Non-fiction comics


Non-fiction comics, also known as graphic non-fiction, is non-fiction in the comics medium, embracing a variety of formats from comic strips to trade paperbacks.

Comic strips and comic books

Traditionally, comic strips have long offered factual material in this category, notably Ripley's Believe It or Not!, John Hix's Strange as It Seems, Ralph Graczak's Our Own Oddities, King Features' Heroes of American History, Gordon Johnston's It Happened in Canada, and others. Dick's Adventures in Dreamland was another attempt by King Features to teach history with comics. Clayton Knight created a strip about aviators, The Hall of Fame of the Air, later collected in a book. Texas History Movies, which began on October 5, 1926, in The Dallas Morning News, received praise from educators, as did America's Best Buy: The Louisiana Purchase, a 1953 daily strip in the New Orleans States, distributed nationally by the Register and Tribune Syndicate, which also handled Will Eisner's The Spirit supplement for Sunday newspapers.
Contemporary nonfiction comic strips include Biographic, Health Capsules, The K Chronicles, and You Can with Beakman and Jax.
Non-fiction was published in numerous comic books in the 1940s, notably Picture News, True Comics and Heroic Comics.

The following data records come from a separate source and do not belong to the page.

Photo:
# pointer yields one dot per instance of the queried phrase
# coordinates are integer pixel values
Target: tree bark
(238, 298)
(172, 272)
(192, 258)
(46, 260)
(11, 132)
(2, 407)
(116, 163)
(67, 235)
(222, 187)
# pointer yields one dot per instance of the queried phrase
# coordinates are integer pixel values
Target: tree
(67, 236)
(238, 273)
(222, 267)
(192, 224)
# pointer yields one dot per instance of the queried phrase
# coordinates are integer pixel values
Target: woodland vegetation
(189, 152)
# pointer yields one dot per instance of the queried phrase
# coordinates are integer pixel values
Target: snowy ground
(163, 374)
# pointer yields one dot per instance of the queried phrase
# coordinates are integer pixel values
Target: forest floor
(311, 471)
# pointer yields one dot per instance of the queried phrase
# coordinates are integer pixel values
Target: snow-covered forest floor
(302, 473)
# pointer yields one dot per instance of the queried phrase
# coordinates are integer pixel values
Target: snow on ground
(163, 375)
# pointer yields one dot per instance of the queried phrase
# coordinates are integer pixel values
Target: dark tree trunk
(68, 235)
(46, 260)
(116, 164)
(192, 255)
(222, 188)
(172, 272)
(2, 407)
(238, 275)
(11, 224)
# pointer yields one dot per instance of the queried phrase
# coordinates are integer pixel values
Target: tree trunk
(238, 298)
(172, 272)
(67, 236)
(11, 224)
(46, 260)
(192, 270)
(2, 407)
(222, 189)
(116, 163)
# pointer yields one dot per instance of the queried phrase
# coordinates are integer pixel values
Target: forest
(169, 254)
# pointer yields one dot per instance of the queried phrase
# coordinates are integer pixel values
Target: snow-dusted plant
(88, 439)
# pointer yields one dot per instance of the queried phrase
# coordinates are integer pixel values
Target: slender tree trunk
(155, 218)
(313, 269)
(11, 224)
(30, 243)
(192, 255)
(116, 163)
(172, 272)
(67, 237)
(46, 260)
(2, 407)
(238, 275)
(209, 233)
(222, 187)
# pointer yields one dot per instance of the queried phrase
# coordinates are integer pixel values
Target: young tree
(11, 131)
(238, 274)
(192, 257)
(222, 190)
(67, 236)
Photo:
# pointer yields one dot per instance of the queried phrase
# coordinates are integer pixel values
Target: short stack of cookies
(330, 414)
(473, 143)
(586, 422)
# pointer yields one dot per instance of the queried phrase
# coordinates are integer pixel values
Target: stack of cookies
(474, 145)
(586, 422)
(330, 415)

A notable scripter of this material for 1940s comic books was novelist Patricia Highsmith, who wrote for Real Fact, Real Heroes, and True Comics.
A notable nonfiction comic from the 1950s was the 1957 one-shot Martin Luther King and the Montgomery Story, a 16-page comic book about Martin Luther King, Jr., Rosa Parks, and the Montgomery Bus Boycott published by the Fellowship of Reconciliation.
Fitzgerald Publishing Co. produced the Golden Legacy line of educational black history comic books from 1966 to 1976. Golden Legacy produced biographies of such notable figures as Harriet Tubman, Crispus Attucks, Benjamin Banneker, Matthew Henson, Alexandre Dumas, Frederick Douglass, Robert Smalls, Joseph Cinqué, Thurgood Marshall, Martin Luther King Jr., Alexander Pushkin, Lewis Howard Latimer, and Granville Woods. Golden Legacy was the brainchild of African American accountant Bertram Fitzgerald, who also wrote seven of the volumes. Many of the other contributors to the Golden Legacy series were also black, including Joan Bacchus and Tom Feelings. Other notable contributors included Don Perlin and Tony Tallarico.
Harvey Pekar's originally self-published comic book series American Splendor "helped change the appreciation for, and perceptions of, the graphic novel, the drawn memoir, the autobiographical comic narrative." He was the first author to publicly distribute "memoir comic books."
Larry Gonick produced graphic non-fiction about science and history for more than 30 years.
Joe Sacco's nine-issue series Palestine — about his experiences in the West Bank and the Gaza Strip in December 1991 and January 1992 — broke new ground in the realm of comics journalism.
Other contemporary nonfiction comic books include the For Beginners series and The Manga Guides.

Books

Since the publication of Art Spiegelman's Maus in 1986, there have been many non-fiction "graphic novels" published in the realms of history, biography, autobiography, education, and journalism. Francisca Goldsmith, writing in the School Library Journal in 2008, assembled a "list of essential titles for high schoolers" and reviewed graphic nonfiction by a variety of creators, including Rick Geary, Harvey Pekar, Stan Mack, Joe Sacco, Marjane Satrapi, Osamu Tezuka and Howard Zinn.
Other examples are ' and After 9/11: America’s War on Terror, both by Sid Jacobson and Ernie Colón. Hill & Wang, which published the 9/11 books, has published several other works of graphic non-fiction.
In
', Josh Neufeld documented true stories of survival during Hurricane Katrina as witnessed by the survivors: Denise, a counselor, social worker and sixth-generation New Orleanian; friends Abbas and Darnell, who await the storm in Abbas’s family-run market; pastor's son Kwame, entering his senior year of high school; and the young couple Leo and Michelle, who both grew up in New Orleans. Each confronts the same decision–stay or flee.
In Italian Winter, Davide Toffolo documented a story of two children from Slovenia in Fascist concentration camp in Italy.
In March, U.S. Rep. John Lewis recalled his childhood, his entry into the American civil rights movement and his first encounter with Martin Luther King Jr., and his first experiences with nonviolent resistance. March: Book One was followed by Book Two and Book Three.
In The Forgotten Man Graphic Edition: A New History of the Great Depression, Amity Shlaes recounted her earlier history of America's Great Depression.
Red Quill Books has published a series of political, non-fiction comics including an illustrated version of the Communist Manifesto, a Manga version of Das Capital and the Last Days of Che Guevara.